The Department of Labor’s move to restrict how journalists transmit market-sensitive economic data risks disrupting financial markets, Senator Roy Blunt said.
In a letter to Secretary of Labor Hilda Solis, Blunt, a Missouri Republican, objected to the agency’s plan to have media organizations remove from the department computer software, hardware and communications lines used to transmit news on data such as the unemploymentrate and consumer prices.
“Given the market-moving impact of these numbers and the largely automated processes of today’s market institutions, even a minor flaw in the timing or accuracy of this data could result in a destructive impact on global markets,” Blunt wrote in his letter, dated today.
Reporters in so-called lockups are given data in advance of its release to the public, allowing time to prepare stories using their own hardware, software and data lines. The new system would force journalists, including Bloomberg News reporters, to use government-provided equipment and Internet access, with no guarantee they can send their stories at exactly the same moment.

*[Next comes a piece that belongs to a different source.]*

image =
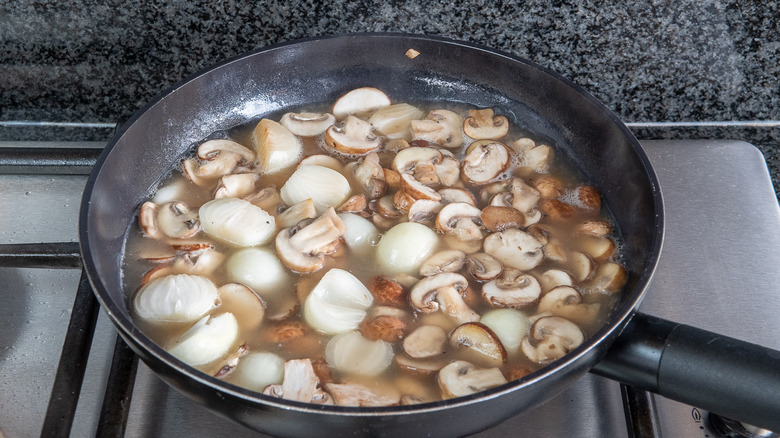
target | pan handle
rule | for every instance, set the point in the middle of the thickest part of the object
(726, 376)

“I am deeply concerned that the new policy proposed by DOL will not only result in the degradation in the quality of information the American people receive on the economy, but also represents a fundamental threat to the media’s First Amendment rights and a disturbing retreat from the government transparency that the Obama administration so often touts,” Blunt wrote.

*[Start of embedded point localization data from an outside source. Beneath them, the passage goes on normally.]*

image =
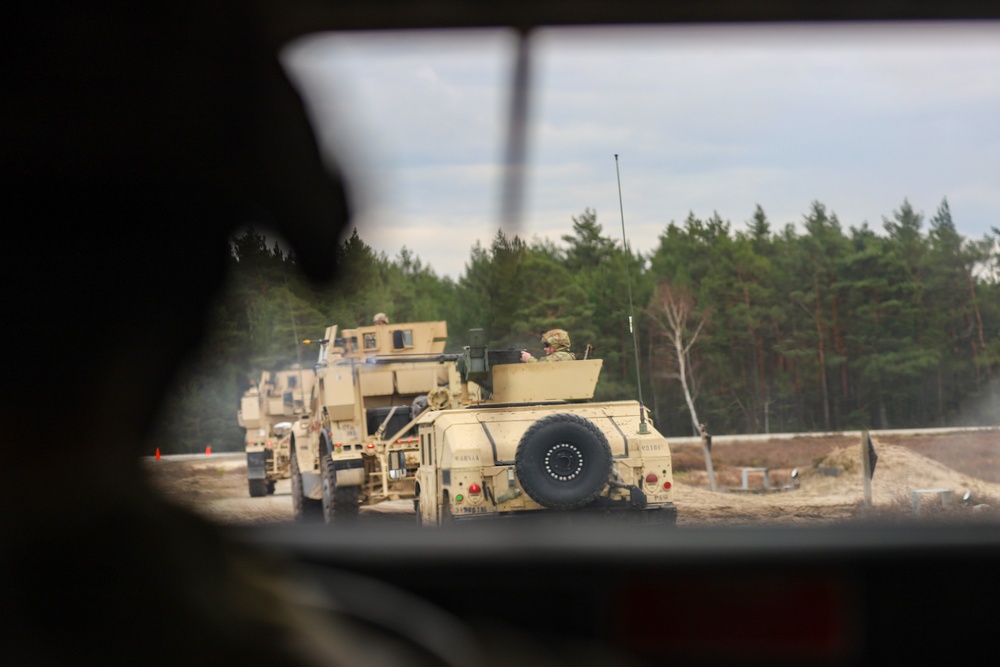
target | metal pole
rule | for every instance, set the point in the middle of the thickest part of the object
(643, 428)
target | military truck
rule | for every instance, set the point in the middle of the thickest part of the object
(371, 384)
(271, 411)
(532, 440)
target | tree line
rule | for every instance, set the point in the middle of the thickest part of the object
(809, 327)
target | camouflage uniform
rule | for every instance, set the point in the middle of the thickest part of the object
(559, 340)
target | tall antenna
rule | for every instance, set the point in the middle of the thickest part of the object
(643, 428)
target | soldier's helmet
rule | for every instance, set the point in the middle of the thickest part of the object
(557, 338)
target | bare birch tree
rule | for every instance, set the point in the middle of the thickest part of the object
(673, 311)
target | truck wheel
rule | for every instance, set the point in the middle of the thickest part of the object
(258, 487)
(303, 509)
(563, 461)
(339, 502)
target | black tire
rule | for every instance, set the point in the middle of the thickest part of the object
(303, 509)
(563, 461)
(340, 503)
(258, 487)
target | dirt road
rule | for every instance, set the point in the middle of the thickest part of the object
(827, 489)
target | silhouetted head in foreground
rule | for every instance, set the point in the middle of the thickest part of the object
(136, 140)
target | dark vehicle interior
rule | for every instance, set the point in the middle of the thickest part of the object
(135, 133)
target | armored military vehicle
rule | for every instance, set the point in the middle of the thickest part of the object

Jesse Lawder, a Labor Department spokesman, didn’t immediately respond to a telephone call and an e-mail message seeking comment.
Public Input
Blunt urged the agency to solicit public input on the proposed changes, saying that “a period of public consultation that affords the media, investors and other concerned Americans an opportunity to examine these issues is absolutely essential to any proposed changes,” he said.
More than 39,000 E-Mini S&P 500 contracts worth $2.7 billion traded on the Chicago Mercantile Exchange in the five minutes after the Labor Department released its February employment report March 9, data compiled by Bloomberg show. The value was more than nine times the average of $290 million for five-minute intervals in the past decade, the data show.
In the five minutes after the release of the March report on April 6, more than 45,000 contracts worth about $3.2 billion traded, almost 13 times the decade average, the data show. The E-Mini is the most popular futures contract tracking the benchmark gauge for American equities.
Seeking Explanations
Blunt asked Solis to explain the purpose of the changes, flaws in the current system as well as measures the Labor Department would take to protect the new process from a failure or a cyber attack.
Bloomberg News, which participates in the lock-ups along with news organizations includingThomson Reuters, the Associated Press and Dow Jones Newswires, has written to the Department of Labor opposing the changes.
The department has said it can’t promise journalists they will be able to transmit market-sensitive economic releases at exactly the same time under changes resulting from the first review of procedures in a decade.
“I’m not going to guarantee anything,” Carl A. Fillichio, the department’s senior adviser for communications and public affairs in Washington, said on a conference call last month.